As is known, the maximum principle is one of the most effective tools to investigate ordinary (partial, evolution, fractional) differential equations. In the absence of any clear information about the solution, some properties of the solution can be obtained using the maximum principle. Recently, the maximum principle and its effective application in investigating fractional differential equations have received great attention from scholars. In [1], the authors studied the IBVP for the single-term and the multi-term as well as the distributed order time-fractional diffusion equations with Riemann–Liouville and Caputo type time-fractional derivatives. Meanwhile, they proved the weak maximum principle and established the uniqueness of solutions to the IBVP with Dirichlet boundary conditions. The maximum principles for classical solution and weak solution of a time-space fractional diffusion equation with the fractional Laplacian operator were considered in [2]. In [3], Korbol and Luchko generalized the mathematical model of variable-order space-time fractional diffusion equation to analyze some financial data and considered the option pricing as an application of this model. In [4], the authors established the maximum principle for the multi-term time-space Riesz–Caputo fractional differential equation, uniqueness and continuous dependence of the solution as well as presented a numerical method for the specified equation. In recent years, the study of maximum principle has attracted a lot of attention, we refer the reader to papers [5,6,7,8,9,10] and the references therein.

The importance of Hadamard fractional calculus has risen. For its recent study and development, we refer to [11,12,13,14,15,16,17,18,19,20]. The maximum principle for IBVP with the Hadamard fractional derivative has just been awakened. Only in [21], Kirane and Torebek obtained the extreme principles for the Hadamard fractional derivative and applied the extreme principles to develop some Hadamard fractional maximum principles, by which the authors show the uniqueness and continuous dependence of the solution of a class of Hadamard time-fractional diffusion equations.
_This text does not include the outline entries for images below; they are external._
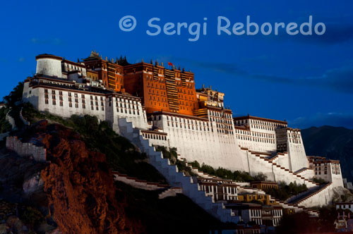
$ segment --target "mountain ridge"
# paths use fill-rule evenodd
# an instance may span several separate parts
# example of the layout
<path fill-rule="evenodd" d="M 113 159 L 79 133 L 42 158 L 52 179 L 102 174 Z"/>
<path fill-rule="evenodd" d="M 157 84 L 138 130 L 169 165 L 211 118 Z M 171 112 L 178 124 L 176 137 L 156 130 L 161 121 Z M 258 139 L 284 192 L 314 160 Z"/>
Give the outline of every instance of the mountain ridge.
<path fill-rule="evenodd" d="M 323 125 L 301 130 L 306 155 L 340 160 L 342 177 L 353 181 L 353 130 Z"/>

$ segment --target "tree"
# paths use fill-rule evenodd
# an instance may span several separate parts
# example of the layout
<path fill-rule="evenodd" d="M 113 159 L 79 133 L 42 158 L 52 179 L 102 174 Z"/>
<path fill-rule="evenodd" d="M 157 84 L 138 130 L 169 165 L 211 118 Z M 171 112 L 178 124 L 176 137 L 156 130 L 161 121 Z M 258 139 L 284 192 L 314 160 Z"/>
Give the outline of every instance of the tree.
<path fill-rule="evenodd" d="M 4 97 L 4 101 L 7 106 L 13 106 L 16 101 L 22 100 L 22 94 L 23 93 L 23 82 L 20 82 L 16 87 L 13 88 L 10 94 Z"/>

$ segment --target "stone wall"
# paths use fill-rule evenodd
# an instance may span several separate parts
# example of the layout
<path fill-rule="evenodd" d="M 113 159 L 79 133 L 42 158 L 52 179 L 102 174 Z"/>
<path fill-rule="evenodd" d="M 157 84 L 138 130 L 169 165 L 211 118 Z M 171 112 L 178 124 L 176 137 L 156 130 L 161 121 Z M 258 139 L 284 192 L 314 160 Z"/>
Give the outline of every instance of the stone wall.
<path fill-rule="evenodd" d="M 156 152 L 152 143 L 144 139 L 141 131 L 133 128 L 131 123 L 127 122 L 126 118 L 121 118 L 119 120 L 119 124 L 121 134 L 148 155 L 150 164 L 164 176 L 170 185 L 180 187 L 184 195 L 221 221 L 239 221 L 239 216 L 234 216 L 232 210 L 225 209 L 222 203 L 213 202 L 212 197 L 206 197 L 205 191 L 199 190 L 197 180 L 194 181 L 191 177 L 179 172 L 168 159 L 163 158 L 162 152 Z"/>
<path fill-rule="evenodd" d="M 47 160 L 46 149 L 32 143 L 23 143 L 17 137 L 8 137 L 6 138 L 6 148 L 21 156 L 32 156 L 36 161 L 44 162 Z"/>

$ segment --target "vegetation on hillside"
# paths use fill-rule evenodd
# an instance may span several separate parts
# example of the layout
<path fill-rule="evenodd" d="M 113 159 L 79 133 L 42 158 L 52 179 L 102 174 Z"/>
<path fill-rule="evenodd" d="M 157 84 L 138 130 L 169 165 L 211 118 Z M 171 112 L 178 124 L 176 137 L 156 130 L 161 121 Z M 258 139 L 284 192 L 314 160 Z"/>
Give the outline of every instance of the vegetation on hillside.
<path fill-rule="evenodd" d="M 281 182 L 278 184 L 278 188 L 271 187 L 264 190 L 266 194 L 269 194 L 281 201 L 285 201 L 292 196 L 307 191 L 308 187 L 304 184 L 297 185 L 296 182 L 291 182 L 289 185 L 285 182 Z"/>
<path fill-rule="evenodd" d="M 191 171 L 191 168 L 187 166 L 187 162 L 186 161 L 178 159 L 176 148 L 172 147 L 167 149 L 167 147 L 160 145 L 155 146 L 155 147 L 157 151 L 162 152 L 164 158 L 169 159 L 172 164 L 176 165 L 179 171 L 183 171 L 185 175 L 189 176 L 195 176 L 195 174 Z"/>
<path fill-rule="evenodd" d="M 0 133 L 8 132 L 11 130 L 11 125 L 6 121 L 7 109 L 0 108 Z"/>

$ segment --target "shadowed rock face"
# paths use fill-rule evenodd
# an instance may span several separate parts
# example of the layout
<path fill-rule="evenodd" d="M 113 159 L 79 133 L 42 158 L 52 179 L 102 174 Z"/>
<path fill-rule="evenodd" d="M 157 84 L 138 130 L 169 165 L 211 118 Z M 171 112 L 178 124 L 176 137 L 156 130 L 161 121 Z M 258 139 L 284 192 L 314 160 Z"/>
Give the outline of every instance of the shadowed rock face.
<path fill-rule="evenodd" d="M 50 161 L 37 166 L 38 170 L 33 172 L 37 177 L 40 173 L 42 189 L 31 192 L 30 197 L 44 195 L 45 202 L 42 201 L 44 204 L 40 207 L 48 208 L 47 214 L 63 233 L 143 231 L 140 224 L 126 218 L 125 204 L 118 203 L 113 176 L 104 154 L 88 150 L 71 130 L 49 125 L 47 121 L 32 126 L 26 135 L 44 146 Z M 23 182 L 28 180 L 23 178 Z"/>

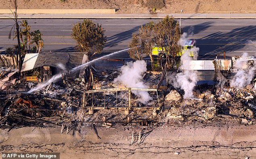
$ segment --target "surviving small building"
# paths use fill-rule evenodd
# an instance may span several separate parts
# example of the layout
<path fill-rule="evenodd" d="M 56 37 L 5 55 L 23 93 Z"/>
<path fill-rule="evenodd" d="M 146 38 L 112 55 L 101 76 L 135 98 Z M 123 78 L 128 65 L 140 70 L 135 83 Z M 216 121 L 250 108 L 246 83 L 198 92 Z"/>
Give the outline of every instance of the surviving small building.
<path fill-rule="evenodd" d="M 41 82 L 52 76 L 85 63 L 87 60 L 87 52 L 43 52 L 27 54 L 24 59 L 21 72 L 40 68 Z M 72 72 L 72 77 L 78 77 L 83 70 Z"/>

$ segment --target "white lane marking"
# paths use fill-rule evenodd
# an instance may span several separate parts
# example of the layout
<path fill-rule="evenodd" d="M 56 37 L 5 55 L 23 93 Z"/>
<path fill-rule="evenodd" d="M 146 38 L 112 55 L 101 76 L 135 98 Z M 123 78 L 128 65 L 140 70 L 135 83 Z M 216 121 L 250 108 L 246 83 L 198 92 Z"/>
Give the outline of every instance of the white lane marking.
<path fill-rule="evenodd" d="M 250 52 L 256 52 L 256 51 L 234 51 L 233 52 L 242 52 L 250 53 Z"/>
<path fill-rule="evenodd" d="M 141 26 L 142 25 L 144 25 L 147 22 L 145 22 L 145 23 L 144 24 L 101 24 L 102 25 L 138 25 Z M 13 25 L 13 24 L 0 24 L 0 25 Z M 29 25 L 67 25 L 67 26 L 72 26 L 71 24 L 29 24 Z M 190 25 L 197 25 L 197 26 L 208 26 L 209 25 L 210 26 L 248 26 L 250 25 L 255 26 L 256 25 L 255 24 L 181 24 L 181 26 L 190 26 Z"/>
<path fill-rule="evenodd" d="M 222 32 L 238 32 L 239 31 L 242 31 L 241 30 L 239 30 L 239 31 L 221 31 Z"/>

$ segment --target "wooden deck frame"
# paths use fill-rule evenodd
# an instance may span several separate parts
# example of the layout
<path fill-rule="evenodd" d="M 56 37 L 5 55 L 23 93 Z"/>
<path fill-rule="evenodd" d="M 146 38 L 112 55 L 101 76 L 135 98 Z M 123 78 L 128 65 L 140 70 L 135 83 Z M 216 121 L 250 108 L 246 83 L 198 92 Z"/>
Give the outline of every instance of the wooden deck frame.
<path fill-rule="evenodd" d="M 131 91 L 132 90 L 137 90 L 142 91 L 154 91 L 156 92 L 157 96 L 157 101 L 158 102 L 158 107 L 132 107 L 131 106 Z M 128 91 L 128 106 L 120 106 L 118 107 L 118 91 Z M 105 92 L 116 92 L 116 106 L 115 107 L 107 107 L 106 106 L 105 102 Z M 104 96 L 104 107 L 94 106 L 93 106 L 93 96 L 95 93 L 103 92 Z M 92 94 L 92 106 L 85 106 L 85 100 L 86 100 L 86 94 L 90 93 Z M 122 109 L 125 110 L 141 110 L 141 109 L 151 109 L 155 110 L 160 110 L 160 102 L 158 98 L 158 94 L 157 93 L 157 89 L 151 88 L 107 88 L 101 90 L 90 90 L 84 92 L 83 94 L 82 97 L 82 106 L 83 108 L 86 109 L 92 110 L 104 110 L 104 109 Z"/>

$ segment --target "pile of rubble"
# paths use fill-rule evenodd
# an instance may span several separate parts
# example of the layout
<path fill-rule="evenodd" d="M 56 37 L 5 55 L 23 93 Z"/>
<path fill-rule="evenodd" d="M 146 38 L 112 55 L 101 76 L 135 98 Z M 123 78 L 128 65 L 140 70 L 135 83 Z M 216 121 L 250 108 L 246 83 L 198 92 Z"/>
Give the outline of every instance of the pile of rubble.
<path fill-rule="evenodd" d="M 128 93 L 124 91 L 118 93 L 117 91 L 106 91 L 85 95 L 88 90 L 111 90 L 124 87 L 113 82 L 120 73 L 116 68 L 95 67 L 92 71 L 93 75 L 88 73 L 90 77 L 73 78 L 68 73 L 63 73 L 61 81 L 50 83 L 31 94 L 21 91 L 36 87 L 36 84 L 25 83 L 23 88 L 22 82 L 18 84 L 15 93 L 0 101 L 3 106 L 0 109 L 1 127 L 60 126 L 68 123 L 82 130 L 92 124 L 130 127 L 157 126 L 166 122 L 181 125 L 217 121 L 245 124 L 255 122 L 256 91 L 252 84 L 242 89 L 197 87 L 193 92 L 194 98 L 183 99 L 183 91 L 171 86 L 168 88 L 163 80 L 157 92 L 149 92 L 152 100 L 144 104 L 138 102 L 138 97 L 132 92 L 129 101 Z M 146 72 L 143 76 L 144 83 L 155 89 L 162 75 L 161 72 Z M 127 107 L 128 102 L 138 109 L 118 109 Z M 97 107 L 98 109 L 90 113 Z"/>
<path fill-rule="evenodd" d="M 171 90 L 165 100 L 167 119 L 169 122 L 230 119 L 231 122 L 246 124 L 255 122 L 256 91 L 253 85 L 241 89 L 228 87 L 210 91 L 209 88 L 197 90 L 194 92 L 195 98 L 184 100 L 177 91 Z"/>

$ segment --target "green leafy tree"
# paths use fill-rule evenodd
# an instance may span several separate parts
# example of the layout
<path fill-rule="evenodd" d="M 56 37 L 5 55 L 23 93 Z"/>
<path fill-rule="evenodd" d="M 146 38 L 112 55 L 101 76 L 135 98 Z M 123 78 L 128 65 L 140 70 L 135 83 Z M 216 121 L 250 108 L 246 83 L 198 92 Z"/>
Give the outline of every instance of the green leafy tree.
<path fill-rule="evenodd" d="M 27 20 L 22 20 L 22 23 L 21 24 L 21 26 L 23 27 L 23 29 L 20 29 L 19 36 L 21 40 L 23 43 L 23 48 L 24 49 L 24 54 L 28 52 L 27 44 L 29 45 L 28 52 L 30 50 L 30 39 L 31 33 L 29 32 L 30 26 L 28 25 Z"/>
<path fill-rule="evenodd" d="M 17 34 L 16 37 L 17 37 L 17 41 L 18 42 L 18 51 L 17 52 L 17 54 L 16 55 L 17 56 L 17 63 L 19 63 L 19 75 L 21 74 L 21 65 L 22 65 L 21 61 L 21 43 L 20 41 L 20 36 L 19 36 L 19 22 L 20 22 L 18 20 L 18 14 L 17 14 L 17 8 L 18 6 L 17 6 L 17 3 L 16 0 L 14 0 L 14 3 L 15 5 L 15 11 L 14 12 L 13 12 L 10 9 L 11 12 L 12 12 L 12 13 L 13 15 L 14 18 L 12 18 L 10 17 L 8 17 L 11 19 L 13 19 L 15 22 L 15 23 L 13 26 L 12 29 L 11 29 L 10 33 L 9 34 L 9 39 L 10 39 L 11 37 L 11 33 L 12 32 L 12 31 L 14 28 L 16 29 L 16 33 Z M 15 32 L 14 30 L 14 33 Z M 14 39 L 15 38 L 14 38 Z M 19 58 L 18 58 L 19 56 Z M 19 61 L 18 61 L 18 59 L 19 59 Z"/>
<path fill-rule="evenodd" d="M 78 43 L 77 49 L 80 51 L 88 51 L 89 59 L 101 53 L 107 37 L 101 25 L 90 20 L 84 19 L 82 22 L 73 24 L 72 31 L 71 35 Z"/>
<path fill-rule="evenodd" d="M 36 53 L 39 53 L 42 47 L 44 47 L 44 40 L 42 39 L 42 34 L 39 30 L 35 31 L 31 33 L 32 36 L 31 39 L 31 44 L 35 43 L 35 47 L 36 48 Z"/>
<path fill-rule="evenodd" d="M 142 26 L 138 33 L 133 34 L 128 46 L 130 49 L 128 51 L 130 57 L 136 60 L 141 59 L 143 56 L 148 55 L 152 67 L 153 61 L 152 51 L 156 42 L 155 24 L 153 22 L 151 22 L 144 26 Z"/>
<path fill-rule="evenodd" d="M 157 45 L 165 48 L 159 57 L 162 58 L 162 55 L 166 55 L 166 65 L 172 68 L 174 58 L 180 50 L 180 47 L 178 45 L 180 37 L 179 24 L 173 17 L 167 16 L 155 25 L 155 31 Z"/>
<path fill-rule="evenodd" d="M 5 53 L 7 56 L 11 57 L 13 59 L 13 66 L 15 67 L 15 60 L 14 57 L 15 56 L 15 52 L 14 48 L 11 47 L 8 47 L 5 50 Z"/>
<path fill-rule="evenodd" d="M 140 39 L 138 33 L 132 34 L 132 41 L 129 44 L 128 53 L 130 57 L 136 60 L 141 60 L 143 59 L 143 55 L 141 45 Z"/>

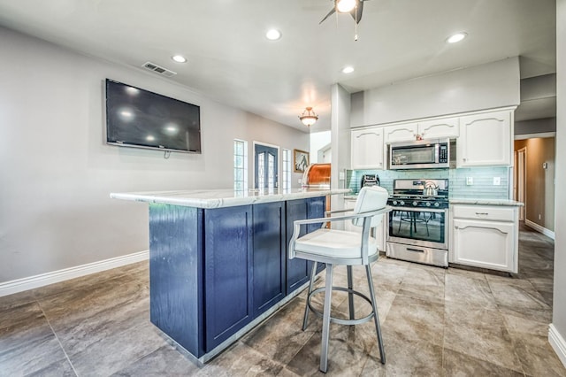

In this article, we study the following multi-index Hadamard fractional diffusion equation:

$$\mathbb{P}\bigl({}^{H}D_{t}\bigr)v(x,t)=- \mathbb{L}v(x,t)+C(x,t)v(x,t)+\Psi (x,t),\quad (x,t)\in \Omega \times (1,T].$$
(1.1)

Here, $$\mathbb{L}v$$ is a uniformly elliptic operator

$$\mathbb{L}v=-\sum^{n}_{i,j=1}\phi _{i,j}(x,t)\frac{\partial ^{2}v}{ \partial x_{i}\partial x_{j}}+\sum^{n}_{i=1} \varphi _{i}(x,t)\frac{ \partial v}{\partial x_{i}}.$$
(1.2)

Moreover, we suppose that the functions $$\varphi _{i}$$, $$\phi _{i,j}$$ ($$i,j=1,2, \ldots , n$$) are continuous on $$\bar{\Omega } \times [1,T]$$ and equipped with $$\phi _{i,j}=\phi _{j,i}$$ on $$\Omega \times (1,T]$$. In addition, for a positive constant η,

$$\sum^{n}_{i,j=1}\phi _{i,j}(x,t) \theta _{i}\theta _{j}\geq \eta \Vert \theta \Vert _{2}^{2}\quad \forall (x,t)\in \Omega \times (1,T]\mbox{ and } \theta \in \mathbb{R}^{N}.$$
(1.3)

Clearly, the matrix $$A=(\phi _{i,j})_{n\times n}$$ is positive definite and symmetric. $$\mathbb{P}({}^{H}D_{t})$$ is a multi-term Hadamard fractional derivative defined by

$$\mathbb{P}\bigl({}^{H}D_{t}\bigr)={{}^{H}}D^{p}_{t}+ \sum^{m}_{i=1}\vartheta _{i} {{}^{H}D^{p_{i}}_{t}}, \quad 0< p_{m}< \cdots < p_{1}< p\leq 1, 0\leq \vartheta _{i}, i=1,\ldots ,m, m \in \mathbb{N}^{*}.$$

Besides this, we also suppose that C and $$\vartheta _{i}$$ are continuous on $$\Omega \times (1,T]$$ equipped with $$\vartheta _{i}(x,t) \geq 0$$ and $$C(x,t)\leq 0$$.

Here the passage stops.